Scala Spark. Create object with default value by D

2019-08-22 07:58发布

问题:

I have a list of org.apache.spark.sql.types.DataType objects, say,
val tps = [FloatType, LongType, FloatType, DoubleType], which I receive from dataframe like this:

val tps = dataFrame.schema
      .filter(f => f.dataType.isInstanceOf[NumericType])
      .map(f => f.dataType)

and for every type in this list I need to create an object of the corresponding type with default value:
[0.0, 0l, 0.0, 0.0]. How can I do that?

I tried doing

tps.map(t => t.getClass.newInstance())

, but it didn't work out, because private members (can not access a member of class org.apache.spark.sql.types.LongType$ with modifiers "private"), and because this statement tries to create objects of DataType, and I need objects of the corresponding types for them.

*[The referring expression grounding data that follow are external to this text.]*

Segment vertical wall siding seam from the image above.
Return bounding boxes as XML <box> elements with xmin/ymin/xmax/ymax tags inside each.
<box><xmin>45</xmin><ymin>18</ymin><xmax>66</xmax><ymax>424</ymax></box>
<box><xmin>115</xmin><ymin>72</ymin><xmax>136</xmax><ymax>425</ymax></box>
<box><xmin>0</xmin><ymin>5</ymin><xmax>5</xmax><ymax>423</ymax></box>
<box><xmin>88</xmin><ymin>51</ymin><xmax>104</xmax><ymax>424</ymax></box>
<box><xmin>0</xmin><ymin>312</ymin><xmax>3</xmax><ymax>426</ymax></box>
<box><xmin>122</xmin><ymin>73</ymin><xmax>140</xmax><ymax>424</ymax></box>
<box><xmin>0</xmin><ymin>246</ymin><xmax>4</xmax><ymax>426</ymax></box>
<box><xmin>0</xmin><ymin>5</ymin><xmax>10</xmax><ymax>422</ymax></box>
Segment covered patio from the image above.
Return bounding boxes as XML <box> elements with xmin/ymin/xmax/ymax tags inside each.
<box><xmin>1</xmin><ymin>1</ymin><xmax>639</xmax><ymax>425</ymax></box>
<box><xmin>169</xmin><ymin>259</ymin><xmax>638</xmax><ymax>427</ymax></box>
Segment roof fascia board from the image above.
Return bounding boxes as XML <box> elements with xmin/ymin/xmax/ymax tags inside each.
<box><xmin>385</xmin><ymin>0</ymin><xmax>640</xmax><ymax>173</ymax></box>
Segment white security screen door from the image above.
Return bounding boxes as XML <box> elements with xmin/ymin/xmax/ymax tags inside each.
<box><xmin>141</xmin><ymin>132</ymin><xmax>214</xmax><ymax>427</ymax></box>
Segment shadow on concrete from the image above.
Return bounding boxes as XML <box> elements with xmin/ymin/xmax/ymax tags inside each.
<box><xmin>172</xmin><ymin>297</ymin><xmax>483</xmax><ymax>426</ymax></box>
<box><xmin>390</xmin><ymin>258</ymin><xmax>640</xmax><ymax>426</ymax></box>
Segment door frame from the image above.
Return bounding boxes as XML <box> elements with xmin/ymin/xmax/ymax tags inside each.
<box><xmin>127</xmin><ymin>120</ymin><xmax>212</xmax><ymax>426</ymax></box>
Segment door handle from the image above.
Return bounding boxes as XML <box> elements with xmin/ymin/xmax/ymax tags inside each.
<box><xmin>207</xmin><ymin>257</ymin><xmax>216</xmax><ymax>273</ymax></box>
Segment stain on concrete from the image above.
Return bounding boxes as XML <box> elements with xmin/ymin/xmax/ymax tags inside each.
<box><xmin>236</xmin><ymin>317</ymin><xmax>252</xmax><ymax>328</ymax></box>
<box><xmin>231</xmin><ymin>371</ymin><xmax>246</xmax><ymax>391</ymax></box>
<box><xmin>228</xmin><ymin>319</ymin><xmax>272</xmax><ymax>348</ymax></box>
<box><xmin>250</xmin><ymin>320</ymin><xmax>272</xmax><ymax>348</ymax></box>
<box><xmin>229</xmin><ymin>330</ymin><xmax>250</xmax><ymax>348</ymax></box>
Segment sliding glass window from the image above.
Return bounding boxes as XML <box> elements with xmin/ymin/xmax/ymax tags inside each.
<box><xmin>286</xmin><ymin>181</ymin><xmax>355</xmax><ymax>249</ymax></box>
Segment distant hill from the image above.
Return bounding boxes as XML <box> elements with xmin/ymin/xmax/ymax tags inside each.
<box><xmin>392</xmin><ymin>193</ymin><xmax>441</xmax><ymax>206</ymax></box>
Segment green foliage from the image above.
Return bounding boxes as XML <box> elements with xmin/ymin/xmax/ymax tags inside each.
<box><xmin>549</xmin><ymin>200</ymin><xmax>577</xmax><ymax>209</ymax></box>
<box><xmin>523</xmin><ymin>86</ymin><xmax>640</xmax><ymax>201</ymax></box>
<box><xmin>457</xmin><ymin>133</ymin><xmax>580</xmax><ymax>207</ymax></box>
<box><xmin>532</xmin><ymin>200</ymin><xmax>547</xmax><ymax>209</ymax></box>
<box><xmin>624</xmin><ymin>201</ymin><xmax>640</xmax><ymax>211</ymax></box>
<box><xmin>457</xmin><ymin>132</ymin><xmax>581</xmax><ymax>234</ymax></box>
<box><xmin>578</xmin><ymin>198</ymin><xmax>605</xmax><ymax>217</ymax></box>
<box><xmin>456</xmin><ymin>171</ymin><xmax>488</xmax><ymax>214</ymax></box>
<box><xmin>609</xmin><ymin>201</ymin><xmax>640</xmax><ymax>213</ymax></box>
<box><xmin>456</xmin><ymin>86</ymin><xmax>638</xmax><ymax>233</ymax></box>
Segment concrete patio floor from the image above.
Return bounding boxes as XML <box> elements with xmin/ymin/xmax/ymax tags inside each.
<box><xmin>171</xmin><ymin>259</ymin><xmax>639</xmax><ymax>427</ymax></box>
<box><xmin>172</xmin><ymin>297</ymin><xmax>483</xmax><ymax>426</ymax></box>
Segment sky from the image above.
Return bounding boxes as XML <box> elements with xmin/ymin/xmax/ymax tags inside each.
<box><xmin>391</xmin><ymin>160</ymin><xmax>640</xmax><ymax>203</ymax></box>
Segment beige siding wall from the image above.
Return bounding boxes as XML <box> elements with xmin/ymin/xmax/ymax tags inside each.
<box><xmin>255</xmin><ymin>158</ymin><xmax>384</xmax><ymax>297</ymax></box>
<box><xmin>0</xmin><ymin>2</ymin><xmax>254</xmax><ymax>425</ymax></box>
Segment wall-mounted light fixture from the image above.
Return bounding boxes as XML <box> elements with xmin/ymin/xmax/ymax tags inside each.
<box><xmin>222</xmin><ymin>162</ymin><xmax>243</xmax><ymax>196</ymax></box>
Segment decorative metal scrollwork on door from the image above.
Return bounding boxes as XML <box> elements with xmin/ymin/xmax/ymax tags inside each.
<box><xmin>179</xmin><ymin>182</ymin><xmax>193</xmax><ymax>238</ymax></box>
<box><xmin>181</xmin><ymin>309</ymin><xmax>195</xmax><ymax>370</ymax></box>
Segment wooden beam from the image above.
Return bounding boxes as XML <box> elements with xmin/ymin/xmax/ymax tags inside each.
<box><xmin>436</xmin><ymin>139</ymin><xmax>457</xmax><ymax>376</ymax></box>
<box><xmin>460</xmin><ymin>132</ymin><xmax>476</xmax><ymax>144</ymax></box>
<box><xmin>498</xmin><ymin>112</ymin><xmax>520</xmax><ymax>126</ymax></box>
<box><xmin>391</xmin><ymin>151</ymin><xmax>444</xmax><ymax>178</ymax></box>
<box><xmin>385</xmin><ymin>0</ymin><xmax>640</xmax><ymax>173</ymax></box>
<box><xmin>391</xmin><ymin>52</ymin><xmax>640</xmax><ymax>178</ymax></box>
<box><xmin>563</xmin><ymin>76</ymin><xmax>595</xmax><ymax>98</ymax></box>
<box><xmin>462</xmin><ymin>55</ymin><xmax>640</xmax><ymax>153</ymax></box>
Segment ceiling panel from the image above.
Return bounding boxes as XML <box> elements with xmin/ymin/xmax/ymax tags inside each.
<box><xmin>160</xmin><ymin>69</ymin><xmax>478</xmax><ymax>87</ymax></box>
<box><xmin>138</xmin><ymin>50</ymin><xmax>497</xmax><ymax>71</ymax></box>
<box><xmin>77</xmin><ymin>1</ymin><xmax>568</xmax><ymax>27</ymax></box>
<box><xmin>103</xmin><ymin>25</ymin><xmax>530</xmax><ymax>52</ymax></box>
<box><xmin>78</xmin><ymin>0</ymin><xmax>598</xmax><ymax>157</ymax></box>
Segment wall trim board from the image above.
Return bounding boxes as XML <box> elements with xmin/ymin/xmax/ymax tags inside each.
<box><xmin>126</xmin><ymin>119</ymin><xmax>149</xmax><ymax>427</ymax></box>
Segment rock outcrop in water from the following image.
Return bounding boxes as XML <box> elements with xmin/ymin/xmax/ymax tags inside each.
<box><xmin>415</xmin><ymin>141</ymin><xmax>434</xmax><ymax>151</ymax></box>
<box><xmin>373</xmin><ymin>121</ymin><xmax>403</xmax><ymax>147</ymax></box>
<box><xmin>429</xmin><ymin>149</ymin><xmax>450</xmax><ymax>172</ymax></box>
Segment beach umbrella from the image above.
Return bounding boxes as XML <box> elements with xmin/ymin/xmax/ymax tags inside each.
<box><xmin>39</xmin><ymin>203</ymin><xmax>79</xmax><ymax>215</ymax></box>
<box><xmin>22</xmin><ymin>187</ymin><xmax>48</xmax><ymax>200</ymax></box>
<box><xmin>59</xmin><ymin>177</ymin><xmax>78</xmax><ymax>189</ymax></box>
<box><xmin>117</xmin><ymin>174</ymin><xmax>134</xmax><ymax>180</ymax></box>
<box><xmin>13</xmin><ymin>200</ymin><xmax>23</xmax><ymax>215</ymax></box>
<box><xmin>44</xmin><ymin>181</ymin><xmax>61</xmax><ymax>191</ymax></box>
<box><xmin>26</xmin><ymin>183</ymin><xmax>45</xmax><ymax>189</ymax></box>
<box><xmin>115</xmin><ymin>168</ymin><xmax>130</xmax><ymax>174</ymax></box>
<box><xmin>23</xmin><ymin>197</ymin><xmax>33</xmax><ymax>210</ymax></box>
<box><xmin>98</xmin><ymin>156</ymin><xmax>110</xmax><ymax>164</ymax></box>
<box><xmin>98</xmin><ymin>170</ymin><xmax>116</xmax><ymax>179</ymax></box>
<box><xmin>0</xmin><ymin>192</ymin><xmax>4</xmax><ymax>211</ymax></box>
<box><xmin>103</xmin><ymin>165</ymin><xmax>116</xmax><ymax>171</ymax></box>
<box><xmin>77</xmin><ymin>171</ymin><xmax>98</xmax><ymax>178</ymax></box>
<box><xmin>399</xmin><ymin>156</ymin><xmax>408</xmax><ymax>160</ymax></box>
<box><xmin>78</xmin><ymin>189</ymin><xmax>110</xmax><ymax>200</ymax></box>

I'm fairly new to scala, can someone help?

回答1:

I have for testing purposes something like this

object RowSampleMaker {

  var makerRunNumber = 1

  def apply(schema: StructType): Row = new GenericRowWithSchema(schema.map(field => {
      makerRunNumber += 1
      field.dataType match {
        case ShortType => makerRunNumber.toShort
        case IntegerType => makerRunNumber
        case LongType => makerRunNumber.toLong
        case FloatType => makerRunNumber.toFloat
        case DecimalType() => d(makerRunNumber)
        case DateType => new Date(System.currentTimeMillis)
        case TimestampType => new Timestamp(System.currentTimeMillis)
        case StringType => s"arbitrary-$makerRunNumber"
        case BooleanType => false
        case StructType(fields) => apply(StructType(fields))
        case t => throw new Exception(s"Maker doesn't support generating $t")
      }
    }).toArray, schema)

  implicit class RowManipulation(row: Row) {

    def update(fieldName: String, value: Any): Row = new GenericRowWithSchema(
      row.toSeq.updated(row.fieldIndex(fieldName), value).toArray,
      row.schema
    )
  }
}

You can add types, and replace the randomness for 0. Or have another method call .zero which returns all neutral values. The update method on the implicit class is because I generally update a couple of the values for the purpose of testing.

You'd call RowSampleMaker(schema).update("field1", value1).update("field2", value2) For each row you want to generate and then create a dataframe off that



回答2:

I followed hints from @fd8s0's answer, and this is what I came up with:

  def mapToDefault(dataType: DataType): Number = {
    val defaultVal = 0.0
    dataType match {
      case ShortType => defaultVal.toShort
      case IntegerType => defaultVal.toInt
      case LongType => defaultVal.toLong
      case FloatType => defaultVal.toFloat
      case DoubleType => defaultVal.toDouble
      case t => null
    }
  }

...

val defaultValues = dataFrame.schema
    .filter(f => f.dataType.isInstanceOf[NumericType])
    .map(column => mapToDefault(column.dataType))

Thus, mapToDefault method will do the job of creating instance of given DataType with default value (for numeric types only, in my case).